Robert F. Kennedy Jr has launched a forceful attack on the New York Times, accusing the paper of running a “hit piece” against him built on testimony from “disgruntled” former employees, several of whom he says he fired or who quit to avoid being fired.
The Health and Human Services Secretary’s broadside on X came in response to a New York Times article published earlier this week, written by correspondent Sheryl Gay Stolberg and headlined “Kennedy Shows Minimal Engagement With Vast Health Portfolio.” The piece questioned Kennedy’s management of the department, focusing in particular on his handling of the ongoing Ebola outbreak, which has exposed at least six Americans, and argued he had “shown little interest” in the day-to-day running of the organisation in favour of pursuing his own priorities.
“Mr Kennedy has shown little interest in managing the details of work in his department, according to multiple colleagues,” Stolberg wrote. “Instead, they say, he is single-mindedly focused on his top priorities, including food recommendations and pesticide exposures, and hunting for evidence to support his long-held beliefs that vaccines are harmful.” The article noted Kennedy had made only one known visit to the Centers for Disease Control and Prevention’s Atlanta headquarters — which came after a gunman opened fire there and killed a police officer — and described him as “deeply mistrustful” of career civil servants, surrounding himself instead with people who share his views while major posts remained vacant and experienced staff departed.
Kennedy rejected the article’s framing as “propagandist” journalism. “In order to prove your preconceived case for my disengagement, you quote anonymous employees, some of whom I fired or who quit to avoid being fired,” he wrote on X. “You had a preconceived thesis, and you set out to prove it.” He also pointed to changes he says have gone unreported, writing: “When I took this job, the building was empty.

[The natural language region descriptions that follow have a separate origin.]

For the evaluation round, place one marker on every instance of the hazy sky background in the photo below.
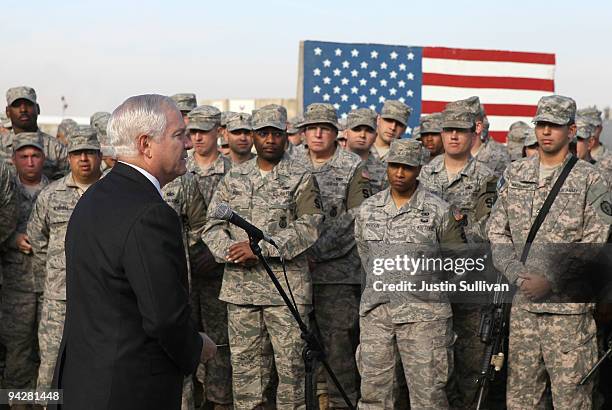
(99, 53)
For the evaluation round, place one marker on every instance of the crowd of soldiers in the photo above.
(334, 195)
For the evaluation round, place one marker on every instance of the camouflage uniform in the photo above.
(21, 290)
(291, 198)
(47, 231)
(335, 267)
(56, 156)
(210, 313)
(553, 338)
(471, 194)
(376, 169)
(515, 139)
(394, 110)
(421, 332)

About 90% of the employees were not coming to work. I changed that, but your newspaper never covers my reforms. Nor did you cover the fact that my predecessor almost never showed up for work here during his four years in office.”
He went further in his criticism of the paper’s sourcing and standards more broadly. “Standards have devolved, and journalism is dead. The Times now employs propagandists,” he said. “The fact that you have minimal access to decision makers leaves you covering trivia and relying on your own capacity for invention.”
A spokesperson for the New York Times told Fox News Digital that Kennedy had declined an interview request and had not responded to detailed questions put to him before publication. “The Times set out to examine Secretary Kennedy’s leadership and management style in light of numerous vacancies within the Department of Health and Human Services and concerns internally about his detachment from key issues and officials,” the spokesperson said. “This article is based on conversations with a dozen people who have worked directly with Mr Kennedy during his tenure as secretary. We are confident in our reporting.”